Acquiring data from producers

Image presents a data archivist that receive several different digital objects (documentation, data file and a like) that she will need to review, archive, and publish.

Data acquisition is the process of acquiring data from data producers who are in this context referred to as data depositors.

In some countries there are requirements for sharing data by research funding organisations, i.e. the data producers are obliged to make their data available. They usually do so in cooperation with data archives. The data acquisition is thus initiated by producers and archives are “passive” ingestors of data.

In other countries, where data producers are not obliged to share their data, archives must actively search for potential depositors and convince them to store their data in the repository. Archives usually contact potential depositors and inform them about the benefits of depositing data in the archive (see the section Why is archiving important?). Then the submission agreement that specifies requirements regarding storage and access to data is negotiated, and the data are ingested by the archive. In case of regular depositors (research institutions, universities) the process of acquisition can be formalised by long-term agreements which set the principles of collaboration.

In all countries, no matter whether the archive initiates the acquisition or not, what follows is a similar process of data ingestion (you can find more information on the pre-ingest process in Chapter 3 and on ingest and curation in Chapter 4). When the data are obtained from the depositor, datasets and documentation (metadata) are inspected by the archive. If the data do not satisfy the archive’s requirements regarding the data quality, depending on archive policies (like a data collection policy), the data could be rejected, corrected or resubmitted following feedback. All the important steps of acquisition should be evaluated and recorded into the archive’s internal records.

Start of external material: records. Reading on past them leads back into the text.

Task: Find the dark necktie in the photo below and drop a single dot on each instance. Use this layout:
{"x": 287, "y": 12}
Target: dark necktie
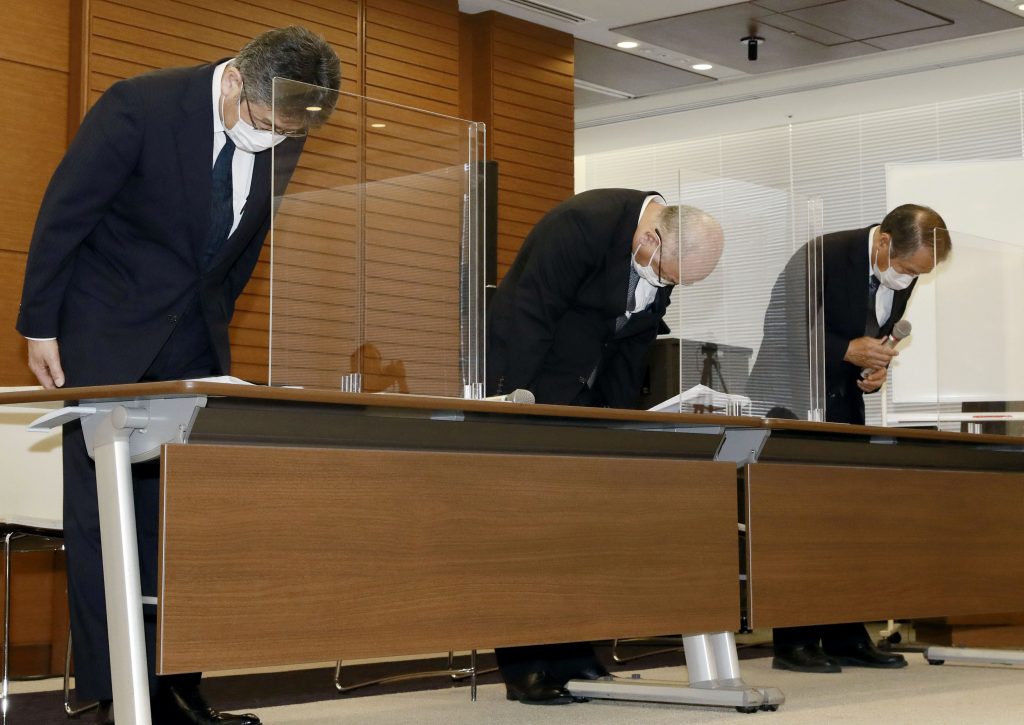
{"x": 871, "y": 322}
{"x": 631, "y": 298}
{"x": 221, "y": 209}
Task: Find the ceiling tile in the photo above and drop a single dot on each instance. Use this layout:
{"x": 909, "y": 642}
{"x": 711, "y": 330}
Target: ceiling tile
{"x": 629, "y": 73}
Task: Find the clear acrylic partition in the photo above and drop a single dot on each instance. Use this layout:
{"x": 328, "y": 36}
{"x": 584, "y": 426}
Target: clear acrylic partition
{"x": 751, "y": 334}
{"x": 377, "y": 259}
{"x": 962, "y": 361}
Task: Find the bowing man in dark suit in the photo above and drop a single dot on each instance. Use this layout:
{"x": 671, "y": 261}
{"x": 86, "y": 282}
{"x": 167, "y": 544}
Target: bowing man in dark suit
{"x": 146, "y": 235}
{"x": 868, "y": 275}
{"x": 571, "y": 322}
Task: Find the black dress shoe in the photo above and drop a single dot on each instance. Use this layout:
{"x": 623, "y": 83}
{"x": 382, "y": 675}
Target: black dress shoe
{"x": 537, "y": 688}
{"x": 104, "y": 713}
{"x": 804, "y": 657}
{"x": 591, "y": 671}
{"x": 866, "y": 654}
{"x": 185, "y": 706}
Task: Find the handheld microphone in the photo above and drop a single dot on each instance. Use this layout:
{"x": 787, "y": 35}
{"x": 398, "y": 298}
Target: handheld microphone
{"x": 517, "y": 395}
{"x": 900, "y": 330}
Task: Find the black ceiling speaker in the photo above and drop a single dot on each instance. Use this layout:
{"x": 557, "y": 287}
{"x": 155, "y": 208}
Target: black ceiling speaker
{"x": 752, "y": 40}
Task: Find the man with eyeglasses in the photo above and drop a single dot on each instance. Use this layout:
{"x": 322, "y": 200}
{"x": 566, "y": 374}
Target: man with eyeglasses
{"x": 146, "y": 235}
{"x": 571, "y": 322}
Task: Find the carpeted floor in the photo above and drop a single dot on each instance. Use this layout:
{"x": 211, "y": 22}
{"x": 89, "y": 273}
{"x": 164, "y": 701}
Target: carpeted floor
{"x": 914, "y": 695}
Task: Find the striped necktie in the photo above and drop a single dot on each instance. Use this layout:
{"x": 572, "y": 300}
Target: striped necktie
{"x": 221, "y": 209}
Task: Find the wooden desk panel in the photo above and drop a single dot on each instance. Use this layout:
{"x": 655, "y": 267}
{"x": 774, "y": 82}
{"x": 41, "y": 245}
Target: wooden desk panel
{"x": 830, "y": 544}
{"x": 283, "y": 555}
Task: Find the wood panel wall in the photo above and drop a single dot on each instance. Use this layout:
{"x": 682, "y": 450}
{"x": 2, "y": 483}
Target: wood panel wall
{"x": 34, "y": 61}
{"x": 518, "y": 80}
{"x": 406, "y": 51}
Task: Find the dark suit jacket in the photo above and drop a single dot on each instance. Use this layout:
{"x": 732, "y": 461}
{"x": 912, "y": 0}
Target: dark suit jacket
{"x": 845, "y": 289}
{"x": 779, "y": 376}
{"x": 552, "y": 320}
{"x": 116, "y": 254}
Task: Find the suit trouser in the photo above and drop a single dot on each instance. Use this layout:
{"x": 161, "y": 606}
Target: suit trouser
{"x": 186, "y": 354}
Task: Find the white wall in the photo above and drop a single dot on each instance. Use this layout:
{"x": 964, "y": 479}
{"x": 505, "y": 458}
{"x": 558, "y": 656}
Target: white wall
{"x": 936, "y": 85}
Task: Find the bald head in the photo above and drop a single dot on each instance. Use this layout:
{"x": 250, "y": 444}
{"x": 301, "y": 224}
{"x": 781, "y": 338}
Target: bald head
{"x": 693, "y": 243}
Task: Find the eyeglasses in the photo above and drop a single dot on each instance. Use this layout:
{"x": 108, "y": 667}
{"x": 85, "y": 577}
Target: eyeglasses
{"x": 261, "y": 125}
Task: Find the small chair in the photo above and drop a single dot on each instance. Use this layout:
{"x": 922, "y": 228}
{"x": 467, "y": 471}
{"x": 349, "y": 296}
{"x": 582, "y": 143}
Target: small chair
{"x": 31, "y": 516}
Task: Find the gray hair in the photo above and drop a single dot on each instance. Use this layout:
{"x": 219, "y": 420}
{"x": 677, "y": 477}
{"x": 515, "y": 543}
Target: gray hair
{"x": 297, "y": 54}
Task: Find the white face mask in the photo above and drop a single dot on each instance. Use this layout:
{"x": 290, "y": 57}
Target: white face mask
{"x": 247, "y": 137}
{"x": 645, "y": 271}
{"x": 890, "y": 278}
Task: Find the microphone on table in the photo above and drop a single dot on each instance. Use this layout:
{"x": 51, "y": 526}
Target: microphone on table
{"x": 517, "y": 395}
{"x": 900, "y": 330}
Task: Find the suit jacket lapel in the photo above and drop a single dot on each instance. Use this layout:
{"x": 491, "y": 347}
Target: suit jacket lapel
{"x": 254, "y": 211}
{"x": 195, "y": 154}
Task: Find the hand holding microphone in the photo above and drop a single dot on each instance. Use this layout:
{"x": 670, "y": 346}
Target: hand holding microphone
{"x": 900, "y": 331}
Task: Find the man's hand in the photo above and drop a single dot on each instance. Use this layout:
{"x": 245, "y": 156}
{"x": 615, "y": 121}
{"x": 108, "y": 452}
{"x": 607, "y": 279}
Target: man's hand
{"x": 869, "y": 352}
{"x": 873, "y": 381}
{"x": 44, "y": 360}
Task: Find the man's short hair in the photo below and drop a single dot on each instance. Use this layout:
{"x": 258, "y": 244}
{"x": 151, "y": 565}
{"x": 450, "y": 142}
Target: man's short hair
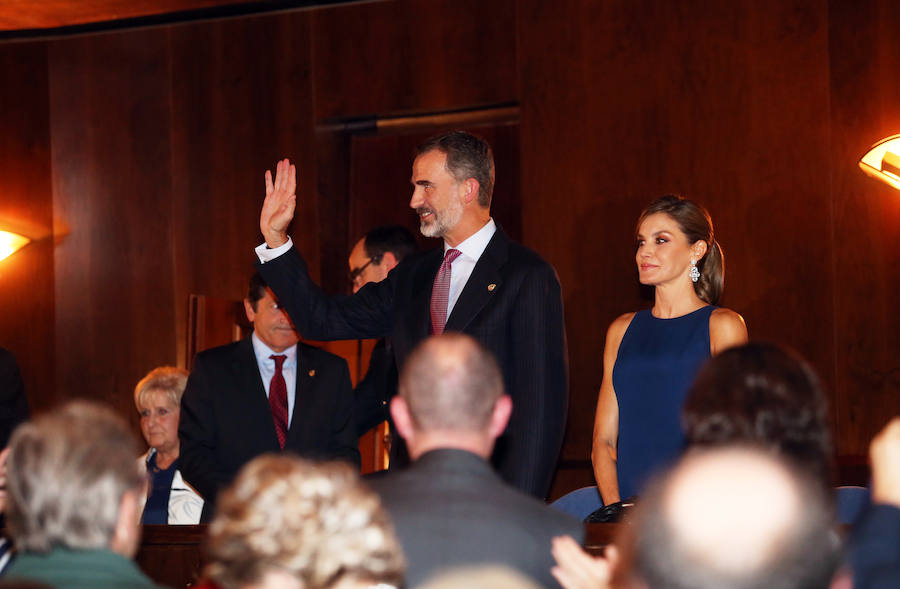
{"x": 468, "y": 156}
{"x": 391, "y": 238}
{"x": 316, "y": 522}
{"x": 256, "y": 289}
{"x": 67, "y": 472}
{"x": 715, "y": 547}
{"x": 451, "y": 382}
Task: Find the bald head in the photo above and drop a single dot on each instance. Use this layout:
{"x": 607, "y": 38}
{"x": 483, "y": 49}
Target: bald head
{"x": 451, "y": 382}
{"x": 735, "y": 518}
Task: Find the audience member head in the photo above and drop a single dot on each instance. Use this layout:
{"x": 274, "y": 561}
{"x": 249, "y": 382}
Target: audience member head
{"x": 377, "y": 253}
{"x": 271, "y": 323}
{"x": 288, "y": 522}
{"x": 468, "y": 156}
{"x": 450, "y": 395}
{"x": 764, "y": 394}
{"x": 696, "y": 224}
{"x": 158, "y": 400}
{"x": 732, "y": 518}
{"x": 73, "y": 482}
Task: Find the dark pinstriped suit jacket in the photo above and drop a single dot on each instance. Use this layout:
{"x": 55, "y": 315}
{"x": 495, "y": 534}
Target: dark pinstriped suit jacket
{"x": 511, "y": 304}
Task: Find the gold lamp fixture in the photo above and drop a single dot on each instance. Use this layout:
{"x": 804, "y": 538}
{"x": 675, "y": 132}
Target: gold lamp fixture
{"x": 10, "y": 243}
{"x": 882, "y": 161}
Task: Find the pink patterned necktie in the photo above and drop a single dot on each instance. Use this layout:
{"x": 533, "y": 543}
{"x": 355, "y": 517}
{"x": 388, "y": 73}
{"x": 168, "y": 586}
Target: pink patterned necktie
{"x": 278, "y": 399}
{"x": 440, "y": 293}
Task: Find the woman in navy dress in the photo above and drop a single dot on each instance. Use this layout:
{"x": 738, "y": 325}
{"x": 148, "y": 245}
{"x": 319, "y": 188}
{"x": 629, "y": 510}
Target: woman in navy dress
{"x": 651, "y": 356}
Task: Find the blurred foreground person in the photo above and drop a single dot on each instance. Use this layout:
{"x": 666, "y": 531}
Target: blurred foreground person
{"x": 450, "y": 507}
{"x": 726, "y": 518}
{"x": 158, "y": 400}
{"x": 286, "y": 523}
{"x": 875, "y": 547}
{"x": 75, "y": 498}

Archives can set up tools which support self-archiving by researchers. Self-archiving in principle is a process when researchers archive data using online tools for the data to be available for other researchers. For these “self-archiving services” the levels of curation and checking activities on the part of the archive can differ significantly, but simply said, the depositor has the active role here. As examples: ReShare in UK Data Service (n.d. [Accessed July 31, 2022d]) or SowiDataNet|datorium (GESIS n.d.) hosted by GESIS. Both offer their expertise, archiving tools, procedures and curation services to researchers. See also the section What are the main tools used by archives?

 

Find out more about your archive

Here are some questions that you can ask yourself to learn more about your own archive:

  • What requirements or mandates does your country have regarding data sharing and archiving?
  • Does your archive have a formal acquisition policy?
  • Does your archive have restrictions regarding the data producers allowed to deposit data (e.g. only institutions are allowed to deposit data, not individual researchers)?
  • Which of your colleagues is responsible for administration of acquisitions? How do they do this?
  • Does your archive have a self-deposit tool?

 

Expert tips

Usually a huge amount of data is not only in “core social sciences” (sociology, psychology) but in related research areas (e.g. health sciences, education research) as well, so it can be fruitful to include them into acquisition policy.

It is useful to have different acquisition strategies for new depositors versus regular depositors as e.g. in UK Data Service (n.d. [Accessed July 31, 2022c]).